ELECTRO-MECHANICAL TRANSDUCER BASED ON CARBON NANOTUBE NETWORK/POLYSTYRENE LAMINATE FOR DEFORMATION DETECTION

1 SLOBODIAN Petr
Co-authors:
1 KOVAR Michal 1 OLEJNIK Robert 1 MATYAS Jiri
Institution:
1 Centre of Polymer Systems, University Institute, Tomas Bata University, Trida T. Bati 5678, 760 01 Zlin, Czech Republic, slobodian@cps.utb.cz, kovarmichal@seznam.cz, olejnik@cps.utb.cz, matyas@cps.utb.cz
Conference:
7th International Conference on Nanomaterials - Research & Application, Hotel Voronez I, Brno, Czech Republic, EU, October 14th - 16th 2015
Proceedings:
Proceedings 7th International Conference on Nanomaterials - Research & Application
Pages:
138-142
ISBN:
978-80-87294-59-8
ISSN:
2694-930X
Published:
11th January 2016
Proceedings of the conference were published in Web of Science and Scopus.
Metrics:
555 views / 217 downloads
Abstract

A new type of polystyrene (PS)/carbon nanotube (CNT) network laminate is introduced as an electrically conductive composite material; with favorable properties as electro-mechanical signal transducer capable to detect applied mechanical strain.
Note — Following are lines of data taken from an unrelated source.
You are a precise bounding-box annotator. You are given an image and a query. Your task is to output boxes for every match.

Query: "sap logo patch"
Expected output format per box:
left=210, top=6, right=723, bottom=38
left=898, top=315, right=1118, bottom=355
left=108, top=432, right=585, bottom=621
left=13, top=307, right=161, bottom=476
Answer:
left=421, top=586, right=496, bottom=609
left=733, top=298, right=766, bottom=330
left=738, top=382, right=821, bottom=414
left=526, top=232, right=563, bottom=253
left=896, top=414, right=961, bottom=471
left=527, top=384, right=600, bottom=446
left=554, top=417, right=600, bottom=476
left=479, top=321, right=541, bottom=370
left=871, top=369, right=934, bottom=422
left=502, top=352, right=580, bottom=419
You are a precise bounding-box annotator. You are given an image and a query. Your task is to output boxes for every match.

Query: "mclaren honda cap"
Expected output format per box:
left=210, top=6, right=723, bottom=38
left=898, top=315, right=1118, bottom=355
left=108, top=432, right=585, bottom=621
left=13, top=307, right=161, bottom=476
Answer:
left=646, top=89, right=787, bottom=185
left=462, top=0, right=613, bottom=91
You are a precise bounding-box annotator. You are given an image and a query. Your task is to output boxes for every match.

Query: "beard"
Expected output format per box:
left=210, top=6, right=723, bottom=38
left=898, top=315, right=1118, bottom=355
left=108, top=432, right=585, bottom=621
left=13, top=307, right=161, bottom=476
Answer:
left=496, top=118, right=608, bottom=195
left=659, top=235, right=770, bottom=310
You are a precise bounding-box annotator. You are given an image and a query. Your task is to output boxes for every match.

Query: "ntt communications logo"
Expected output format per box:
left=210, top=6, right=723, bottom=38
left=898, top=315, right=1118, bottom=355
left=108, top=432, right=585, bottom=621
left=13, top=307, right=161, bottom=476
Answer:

In course of its fabrication a non-woven polystyrene membrane made by electro spinning was used as filtering mesh for CNT aqueous dispersion. Produced semi-product like filtering membrane with entrapped carbon nanotubes was stuck using solvent of PS on polystyrene test specimen. The electrical resistance of final laminate is sensitive to tensile strain when elongation leads to increase of macroscopic electrical resistance. Test specimens were then tested in the course of monotonic strain growth and also when loading/unloading cycles were imposed. Changes in resistance were found to be reversible, reproducible and deformation can by monitored in real time. Finally, sensitivity to strain can be quantified by means of a gauge factor, GF, which defines sensitivity of strain gauge as a relative resistance change divided by the applied strain. Measured GF for PS/CNT laminates reaches relatively high values, compared with ones of commonly used metallic strain gauges, serving for values of around 13 and applied tensile deformation in range 0.1-0.6 %. These experimental results are really promising serving for real practical application of this principle in course of polymeric based strain gauges or as an integrated PS/CNT units into polystyrene based constructions for their so called “health monitoring”.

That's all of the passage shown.